I think an interesting comparison might be draw between the works of DFW and the likes, and that of Cormac McCarthy–a living writer perhaps generationally distinct (20 years?) from the contemporary writers Wood criticizes. He is considered an heir to Faulkner, on the surface a very different type of writer compared to DFW, but who was himself no stranger to unconventional narrative techniques (As I Lay Dying). In this essay on McCarthy (http://www.nytimes.com/books/98/05/17/specials/mccarthy-venom.html?_r=3&oref=slogin), his style is characterized as diametrically opposite to the profuseness Wood finds so misguided: “minimally punctuated, without quotation marks, avoiding apostrophes, colons or semicolons — has a stylized spareness that magnifies the force and precision of his words.” I wonder if this might be a product of a difference in attitude towards the enterprise of writing–a lack of self-consciousness that pervades the work of contemporary writers. Note this excerpt:
McCarthy would rather talk about rattlesnakes, molecular computers, country music, Wittgenstein — anything — than himself or his books. “Of all the subjects I’m interested in, it would be extremely difficult to find one I wasn’t,” he growls. “Writing is way, way down at the bottom of the list.”
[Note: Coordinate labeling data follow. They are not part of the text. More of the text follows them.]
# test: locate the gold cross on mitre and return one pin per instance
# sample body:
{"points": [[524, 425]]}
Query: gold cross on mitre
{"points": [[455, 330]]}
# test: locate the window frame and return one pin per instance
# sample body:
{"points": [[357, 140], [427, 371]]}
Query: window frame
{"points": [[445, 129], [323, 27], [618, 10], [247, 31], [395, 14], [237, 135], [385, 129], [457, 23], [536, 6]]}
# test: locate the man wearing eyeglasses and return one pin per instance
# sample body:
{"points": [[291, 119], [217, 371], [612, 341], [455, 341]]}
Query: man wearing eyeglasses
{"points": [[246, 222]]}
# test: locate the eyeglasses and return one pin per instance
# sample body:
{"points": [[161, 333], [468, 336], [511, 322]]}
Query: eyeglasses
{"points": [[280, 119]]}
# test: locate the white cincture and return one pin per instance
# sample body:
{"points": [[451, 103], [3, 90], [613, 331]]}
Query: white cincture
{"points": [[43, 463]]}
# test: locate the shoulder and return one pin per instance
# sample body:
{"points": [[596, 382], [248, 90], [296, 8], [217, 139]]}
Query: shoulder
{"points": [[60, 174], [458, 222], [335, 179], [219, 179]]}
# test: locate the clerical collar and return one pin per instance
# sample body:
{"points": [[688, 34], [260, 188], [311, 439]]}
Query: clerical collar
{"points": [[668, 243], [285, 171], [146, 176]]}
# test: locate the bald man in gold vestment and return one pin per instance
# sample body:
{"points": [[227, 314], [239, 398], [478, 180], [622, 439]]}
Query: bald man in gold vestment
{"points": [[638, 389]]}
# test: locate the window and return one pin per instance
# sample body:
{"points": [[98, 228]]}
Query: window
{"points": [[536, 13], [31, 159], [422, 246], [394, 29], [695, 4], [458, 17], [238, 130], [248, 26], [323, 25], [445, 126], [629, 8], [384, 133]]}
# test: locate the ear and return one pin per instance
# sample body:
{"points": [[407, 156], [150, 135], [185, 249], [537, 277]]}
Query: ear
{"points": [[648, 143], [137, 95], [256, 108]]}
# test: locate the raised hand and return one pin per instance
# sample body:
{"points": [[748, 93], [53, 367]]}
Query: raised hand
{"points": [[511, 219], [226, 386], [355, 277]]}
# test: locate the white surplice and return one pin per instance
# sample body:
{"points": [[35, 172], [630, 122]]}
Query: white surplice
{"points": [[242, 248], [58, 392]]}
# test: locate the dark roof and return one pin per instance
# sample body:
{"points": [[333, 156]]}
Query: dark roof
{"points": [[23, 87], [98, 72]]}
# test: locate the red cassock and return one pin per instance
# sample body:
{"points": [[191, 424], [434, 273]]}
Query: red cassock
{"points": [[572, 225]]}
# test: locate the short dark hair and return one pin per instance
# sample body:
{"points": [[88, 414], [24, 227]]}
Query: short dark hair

This stands in contrast to DFW and Jonathan Franzen, who seem fixated with writing as an enterprise. I think contemporary writers seem to be much more acutely aware of their audience, and hence fiction becomes a kind of product–it has to fulfill certain self-imposed criteria according to what the real world is perceived as needing or desiring. Given the vast amount of fiction already written, the product has to meet demand in the face of competition from the canon. Since good fiction deals with what it is to be human, how to say what has surely already been said a million times before in a new and meaningful way? Perhaps it is this question that motivates DFW’s obsession with the execution of his writing. The impetus behind McCarthy’s writing seems significantly less burdened by such anxieties; he almost never grants interviews and does not feel any need to make himself accessible to his readers via the media. He takes it to be a fact the “the novel depends for its life on the novels that have been written”, rather than a source of struggle one must contrive to overcome. Yet, fundamentally, we see the familiar basic criteria of good writing: “deal(ing) with issues of life and death.” McCarthy doesn’t consider Proust and Henry James good writers: “To me, that’s not literature. A lot of writers who are considered good I consider strange.” Indeed, it is curious that James often favors circumlocution (i.e. the excess of words) to depict an impoverished reality, marked by the inability to feel and love. Is this strangeness a failure of the reader or writer? If we want to say the latter, are we necessarily guilty of committing the intentional fallacy?